Os verdadeiros trabalhadores trabalham bem as suas almas; eles arrancam todo o amor-próprio e voltam à terra do seu amor por mim. Eles adubam e aumentam assim a semente da graça que receberam no santo baptismo. Cultivando a sua vinha, cultivam também a do próximo; não podem cultivar uma sem a outra. Lembra-te sempre que todo o mal e todo o bem se fazem por meio do próximo. É assim que sois meus agricultores, procedentes de mim, o eterno agricultor. Fui eu que vos uni e transferi para esta vinha graças à união que estabeleci convosco... Todos juntos formais uma só vinha universal...; estais unidos na vinha do corpo místico da santa Igreja, da qual extraís a vossa vida.

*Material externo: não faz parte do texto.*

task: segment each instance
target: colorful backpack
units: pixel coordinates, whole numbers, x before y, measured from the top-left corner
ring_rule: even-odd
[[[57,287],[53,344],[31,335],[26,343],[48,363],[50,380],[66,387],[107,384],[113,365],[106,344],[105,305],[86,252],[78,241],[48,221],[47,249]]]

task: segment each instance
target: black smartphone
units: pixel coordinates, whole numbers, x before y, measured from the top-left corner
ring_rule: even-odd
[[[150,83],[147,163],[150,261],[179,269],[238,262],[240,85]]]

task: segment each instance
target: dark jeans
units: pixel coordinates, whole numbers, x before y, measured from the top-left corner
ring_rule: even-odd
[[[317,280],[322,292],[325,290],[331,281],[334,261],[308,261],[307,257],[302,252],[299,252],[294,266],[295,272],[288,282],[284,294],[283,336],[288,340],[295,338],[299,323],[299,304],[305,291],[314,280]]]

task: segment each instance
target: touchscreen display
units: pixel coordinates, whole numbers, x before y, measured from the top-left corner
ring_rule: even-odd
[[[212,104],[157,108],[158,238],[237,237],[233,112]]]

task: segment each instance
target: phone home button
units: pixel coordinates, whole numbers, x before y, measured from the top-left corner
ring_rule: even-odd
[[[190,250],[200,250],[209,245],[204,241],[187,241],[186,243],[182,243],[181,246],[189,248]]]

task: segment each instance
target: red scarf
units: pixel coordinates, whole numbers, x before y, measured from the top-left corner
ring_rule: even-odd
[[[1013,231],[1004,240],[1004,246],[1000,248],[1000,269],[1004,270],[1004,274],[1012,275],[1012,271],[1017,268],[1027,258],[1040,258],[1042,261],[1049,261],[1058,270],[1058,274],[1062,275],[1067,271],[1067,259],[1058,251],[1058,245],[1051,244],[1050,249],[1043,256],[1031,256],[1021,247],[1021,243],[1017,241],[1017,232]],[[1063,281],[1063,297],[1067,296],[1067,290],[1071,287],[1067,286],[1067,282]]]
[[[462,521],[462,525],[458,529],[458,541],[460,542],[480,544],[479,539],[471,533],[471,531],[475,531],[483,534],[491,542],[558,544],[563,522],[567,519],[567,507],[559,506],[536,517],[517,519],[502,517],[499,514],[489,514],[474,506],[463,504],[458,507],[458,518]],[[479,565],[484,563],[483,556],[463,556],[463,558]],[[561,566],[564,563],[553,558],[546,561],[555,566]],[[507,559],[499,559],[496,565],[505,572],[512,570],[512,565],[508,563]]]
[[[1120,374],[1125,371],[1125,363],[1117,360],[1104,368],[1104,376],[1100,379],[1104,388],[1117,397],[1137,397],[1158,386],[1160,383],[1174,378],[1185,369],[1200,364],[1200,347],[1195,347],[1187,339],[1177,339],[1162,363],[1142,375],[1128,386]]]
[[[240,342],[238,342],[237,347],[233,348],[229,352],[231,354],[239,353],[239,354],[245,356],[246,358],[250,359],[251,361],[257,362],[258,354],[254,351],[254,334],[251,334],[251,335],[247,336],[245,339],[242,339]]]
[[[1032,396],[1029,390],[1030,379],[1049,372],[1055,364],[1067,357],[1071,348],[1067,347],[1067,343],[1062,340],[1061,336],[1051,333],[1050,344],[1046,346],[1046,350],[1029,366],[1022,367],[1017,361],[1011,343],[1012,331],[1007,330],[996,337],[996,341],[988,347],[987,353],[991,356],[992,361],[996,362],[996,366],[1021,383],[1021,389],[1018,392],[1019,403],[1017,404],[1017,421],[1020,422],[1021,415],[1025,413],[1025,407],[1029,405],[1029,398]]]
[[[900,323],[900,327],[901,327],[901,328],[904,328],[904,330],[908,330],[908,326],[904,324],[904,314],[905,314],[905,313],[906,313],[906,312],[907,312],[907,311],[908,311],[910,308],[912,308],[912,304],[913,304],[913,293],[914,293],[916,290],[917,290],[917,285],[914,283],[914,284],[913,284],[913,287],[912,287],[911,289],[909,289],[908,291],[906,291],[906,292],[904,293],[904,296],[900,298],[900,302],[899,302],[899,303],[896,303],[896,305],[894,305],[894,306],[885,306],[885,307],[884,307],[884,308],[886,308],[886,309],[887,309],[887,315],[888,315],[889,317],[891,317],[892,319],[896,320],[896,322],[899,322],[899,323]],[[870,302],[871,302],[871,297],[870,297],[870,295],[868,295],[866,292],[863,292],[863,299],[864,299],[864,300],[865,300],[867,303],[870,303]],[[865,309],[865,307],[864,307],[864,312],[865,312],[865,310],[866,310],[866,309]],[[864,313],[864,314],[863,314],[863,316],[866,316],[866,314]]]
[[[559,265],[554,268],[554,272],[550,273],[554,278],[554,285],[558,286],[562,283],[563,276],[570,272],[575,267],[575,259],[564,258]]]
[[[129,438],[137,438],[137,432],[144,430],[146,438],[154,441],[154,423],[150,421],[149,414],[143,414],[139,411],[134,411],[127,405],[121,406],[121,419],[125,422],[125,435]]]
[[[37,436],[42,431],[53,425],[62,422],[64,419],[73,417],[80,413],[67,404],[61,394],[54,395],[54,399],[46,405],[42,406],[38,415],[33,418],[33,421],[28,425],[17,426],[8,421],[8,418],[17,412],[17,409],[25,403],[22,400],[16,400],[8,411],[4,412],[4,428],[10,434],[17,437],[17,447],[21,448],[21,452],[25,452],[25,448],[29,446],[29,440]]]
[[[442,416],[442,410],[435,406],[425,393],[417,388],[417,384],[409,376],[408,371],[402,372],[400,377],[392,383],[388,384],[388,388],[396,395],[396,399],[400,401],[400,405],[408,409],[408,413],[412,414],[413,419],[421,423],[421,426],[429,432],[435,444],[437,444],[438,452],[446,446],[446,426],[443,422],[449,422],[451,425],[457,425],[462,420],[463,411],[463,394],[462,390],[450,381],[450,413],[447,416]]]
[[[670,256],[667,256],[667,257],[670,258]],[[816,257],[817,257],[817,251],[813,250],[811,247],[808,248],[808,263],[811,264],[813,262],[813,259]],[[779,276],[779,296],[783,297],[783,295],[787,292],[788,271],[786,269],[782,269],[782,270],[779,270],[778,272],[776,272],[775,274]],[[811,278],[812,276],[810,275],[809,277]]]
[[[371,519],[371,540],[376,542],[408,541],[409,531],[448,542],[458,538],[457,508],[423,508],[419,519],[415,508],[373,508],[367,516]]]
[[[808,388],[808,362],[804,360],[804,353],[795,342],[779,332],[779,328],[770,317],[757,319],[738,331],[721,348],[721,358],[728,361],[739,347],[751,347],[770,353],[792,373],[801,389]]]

Nesta vinha está plantada a cepa do meu Filho único, ao qual deveis estar ligados, para permanecerdes em vida.

domingo, 1 de junho de 2008

Domingo da semana IX do Tempo Comum - reflexão...


Comentário ao Evangelho do dia (Mateus 7,21-27) feito por :

Santo Afraate (?-c. 345), monge e bispo em Niínive, perto de Mossul, no actual Iraque

Exposições nº 1

«Porque ninguém pode pôr outro fundamento diferente do que foi posto, isto é, Jesus Cristo» (1Co 3, 11)

Um rei não permanece numa casa que se encontra vazia de tudo. Um rei exige toda uma ornamentação doméstica, por forma a que nada lhe falte. [...] O mesmo acontece ao homem que se torna uma habitação para Cristo-Messias: provê a tudo quanto convém ao serviço do Messias que nele habita, provê às coisas que Lhe agradam.

Com efeito, começa por construir o seu edifício sobre a rocha, que é o próprio Messias. Sobre esta rocha faz assentar a fé, e é sobre a fé que se eleva todo o edifício. Para que a casa se torne Sua morada, é-lhe exigido o puro jejum, estabelecido sobre a fé. É-lhe exigida a oração pura, recebida na fé. É-lhe exigido o amor, montado sobre a fé. Tem igualmente necessidade de esmolas, dadas com fé. Que peça a humildade, amada com fé. Que escolha para si a virgindade, apreciada na fé. Que leve para sua casa a santidade, plantada sobre a fé. Que medite igualmente na sabedoria, encontrada na fé. Que peça para si a condição de estrangeiro, proveitosa na fé. Terá de ter simplicidade, combinada com a fé. Que peça igualmente paciência, que é realizada por meio da fé. Que se torne perspicaz pela doçura, adquirida pela fé. Que ame a penitência, que aparece à fé. Que peça ainda a pureza, guardada pela fé. [...] Eis as obras exigidas pelo rei Messias, que habita nos homens que constroem por meio de tais obras. Com efeito, a fé é composta por muitas coisas e adorna-se com muitas cores, porque é semelhante a um edifício construído com diversos materiais, e o seu edifício eleva-se até aos céus. [...]

O mesmo se passa com a nossa fé: o seu fundamento é a verdadeira rocha, Nosso Senhor Jesus, o Messias. [...] Este fundamento é a base de todo o edifício. Se alguém acede à fé, está firmado sobre a rocha, isto é, sobre Nosso Senhor Jesus, o Messias. E o seu edifício não será abalado pelas torrentes, nem colocado em perigo pelos ventos, nem se abaterá nas tempestades, porque o edifício foi construído sobre a rocha, que é o verdadeiro fundamento.